In (The) Strange Case of Dr. Jekyll and Mr Hyde, by Robert Louis Stevenson, except for in one letter near the end where Dr. Jekyll explains himself, the story is told from the viewpoint of Jekyll's friend Utterson, who observes some of the action, has other parts of the action described to him by other observers. In terms of investigating and solving the mystery of what it all means, of what is really happening, Utterson does drive the story and is generally considered the protagonist (when he is remembered at all, that is) and yet is so unimportant to the central story that most dramatic adaptations give him no role at all.
In Wuthering Heights, by Emily Brontë, neither Heathcliff nor Cathy appears as the viewpoint character (except brief fragments of writing that come to light), though they are certainly the main characters, the characters most active in and acted on by the events, the characters who drive those events, a role which nobody else plays exceptCatherine's young daughter later in the story The main viewpoint characters are Nelly Dean the housekeeper, who narrates most of the story to the new tenant of Thrushcross Grange, Mr. Lockwood, or Lockwood himself who observes later events. Nelly does play a minor role in the action of the main plot, but she certainly doesn't make things happen or effect the other characters (though she tries, bless her), and though the story would be incomplete without Lockwood's observations of scenes which Nelly never sees, I don't think anyone would really consider either of them the protagonists.
And then there are numerous Victorian gothic tales and ghost stories where there is a framing story involving a character who narrates the story, who serves as a viewpoint for much of it, who may take some role in the events, but again is an observer rather than an engine of the plot. For example, "The Old Nurse's Tale" by Elizabeth Gaskell.

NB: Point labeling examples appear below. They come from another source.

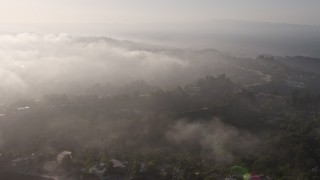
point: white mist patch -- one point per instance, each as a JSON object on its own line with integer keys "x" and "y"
{"x": 216, "y": 139}
{"x": 41, "y": 63}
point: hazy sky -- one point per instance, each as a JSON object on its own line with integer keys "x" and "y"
{"x": 140, "y": 11}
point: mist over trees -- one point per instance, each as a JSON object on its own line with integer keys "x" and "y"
{"x": 140, "y": 111}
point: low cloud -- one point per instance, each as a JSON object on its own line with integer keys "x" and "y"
{"x": 216, "y": 140}
{"x": 39, "y": 63}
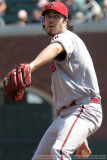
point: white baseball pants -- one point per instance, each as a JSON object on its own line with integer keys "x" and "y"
{"x": 69, "y": 131}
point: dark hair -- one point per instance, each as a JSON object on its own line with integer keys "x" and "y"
{"x": 69, "y": 27}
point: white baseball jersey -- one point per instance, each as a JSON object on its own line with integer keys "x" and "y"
{"x": 73, "y": 78}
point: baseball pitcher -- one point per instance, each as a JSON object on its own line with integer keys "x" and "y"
{"x": 74, "y": 86}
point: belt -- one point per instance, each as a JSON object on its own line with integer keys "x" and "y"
{"x": 92, "y": 100}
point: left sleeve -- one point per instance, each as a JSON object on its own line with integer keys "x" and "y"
{"x": 65, "y": 41}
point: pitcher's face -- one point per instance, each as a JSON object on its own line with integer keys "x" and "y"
{"x": 54, "y": 23}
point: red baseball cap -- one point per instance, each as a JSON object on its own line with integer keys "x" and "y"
{"x": 57, "y": 6}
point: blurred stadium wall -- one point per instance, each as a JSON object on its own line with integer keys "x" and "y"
{"x": 23, "y": 124}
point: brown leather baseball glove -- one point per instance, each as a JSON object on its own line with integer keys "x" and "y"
{"x": 16, "y": 81}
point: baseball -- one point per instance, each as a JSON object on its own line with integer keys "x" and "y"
{"x": 84, "y": 152}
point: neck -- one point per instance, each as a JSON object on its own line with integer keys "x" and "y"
{"x": 51, "y": 37}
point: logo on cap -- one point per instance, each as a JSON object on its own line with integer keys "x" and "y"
{"x": 53, "y": 5}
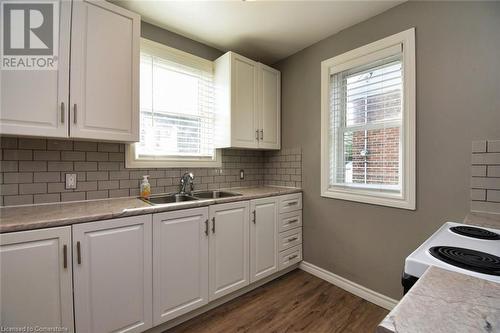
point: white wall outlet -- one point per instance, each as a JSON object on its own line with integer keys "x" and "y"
{"x": 71, "y": 181}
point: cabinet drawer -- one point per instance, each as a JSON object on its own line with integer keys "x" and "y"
{"x": 289, "y": 239}
{"x": 290, "y": 256}
{"x": 289, "y": 221}
{"x": 290, "y": 202}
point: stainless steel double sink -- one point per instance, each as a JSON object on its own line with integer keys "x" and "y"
{"x": 162, "y": 199}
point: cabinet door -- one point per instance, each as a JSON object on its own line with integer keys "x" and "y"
{"x": 269, "y": 107}
{"x": 244, "y": 116}
{"x": 180, "y": 263}
{"x": 35, "y": 102}
{"x": 113, "y": 275}
{"x": 263, "y": 238}
{"x": 228, "y": 252}
{"x": 104, "y": 72}
{"x": 35, "y": 274}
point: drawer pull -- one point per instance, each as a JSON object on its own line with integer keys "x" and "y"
{"x": 65, "y": 256}
{"x": 78, "y": 253}
{"x": 62, "y": 112}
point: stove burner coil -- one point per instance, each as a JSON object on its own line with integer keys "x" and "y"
{"x": 475, "y": 232}
{"x": 472, "y": 260}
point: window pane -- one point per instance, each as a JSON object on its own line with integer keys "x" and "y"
{"x": 146, "y": 83}
{"x": 365, "y": 121}
{"x": 371, "y": 157}
{"x": 177, "y": 110}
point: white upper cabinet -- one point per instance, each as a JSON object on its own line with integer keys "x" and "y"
{"x": 35, "y": 102}
{"x": 102, "y": 100}
{"x": 104, "y": 96}
{"x": 248, "y": 107}
{"x": 269, "y": 107}
{"x": 112, "y": 268}
{"x": 36, "y": 281}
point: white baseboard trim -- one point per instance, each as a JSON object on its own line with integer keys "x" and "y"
{"x": 352, "y": 287}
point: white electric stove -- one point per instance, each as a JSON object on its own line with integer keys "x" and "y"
{"x": 457, "y": 247}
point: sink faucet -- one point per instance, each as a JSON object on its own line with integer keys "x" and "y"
{"x": 187, "y": 183}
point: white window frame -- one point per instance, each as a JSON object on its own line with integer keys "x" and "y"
{"x": 184, "y": 58}
{"x": 406, "y": 198}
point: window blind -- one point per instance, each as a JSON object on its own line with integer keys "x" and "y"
{"x": 365, "y": 125}
{"x": 176, "y": 108}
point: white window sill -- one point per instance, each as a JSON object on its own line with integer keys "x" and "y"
{"x": 187, "y": 162}
{"x": 374, "y": 197}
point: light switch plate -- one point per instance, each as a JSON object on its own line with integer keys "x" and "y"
{"x": 70, "y": 181}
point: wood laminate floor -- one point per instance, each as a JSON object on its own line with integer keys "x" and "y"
{"x": 295, "y": 302}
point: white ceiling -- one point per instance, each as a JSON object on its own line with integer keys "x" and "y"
{"x": 263, "y": 30}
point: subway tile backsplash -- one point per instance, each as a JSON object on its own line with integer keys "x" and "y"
{"x": 485, "y": 180}
{"x": 33, "y": 171}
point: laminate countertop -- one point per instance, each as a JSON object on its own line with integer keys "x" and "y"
{"x": 443, "y": 301}
{"x": 59, "y": 214}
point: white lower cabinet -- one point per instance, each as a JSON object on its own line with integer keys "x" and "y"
{"x": 129, "y": 274}
{"x": 180, "y": 262}
{"x": 229, "y": 250}
{"x": 35, "y": 275}
{"x": 263, "y": 238}
{"x": 112, "y": 270}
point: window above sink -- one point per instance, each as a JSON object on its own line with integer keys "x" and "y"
{"x": 177, "y": 116}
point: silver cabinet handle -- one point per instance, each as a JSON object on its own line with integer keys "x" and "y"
{"x": 65, "y": 256}
{"x": 62, "y": 112}
{"x": 78, "y": 253}
{"x": 74, "y": 113}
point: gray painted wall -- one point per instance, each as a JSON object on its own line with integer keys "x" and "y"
{"x": 458, "y": 100}
{"x": 179, "y": 42}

All of the above (and many others like them) undoubtedly represent successful storytelling (and I speak of being artistically successful, not just of their longevity and popularity), so depending on the stories we choose to tell, recognizing for ourselves the protagonist(s) and portraying them in such a way that critics and other readers may clearly know who they are may not be quite so vitally important as we tend to think.
If not rigidly following (modern) guidelines about what a protagonist is and does was good enough for the likes of Doyle, Stevenson, Brontë , and Gaskell, then it should be good enough for us—if, that is, we are skilled enough to pull off our stories as well as they did theirs.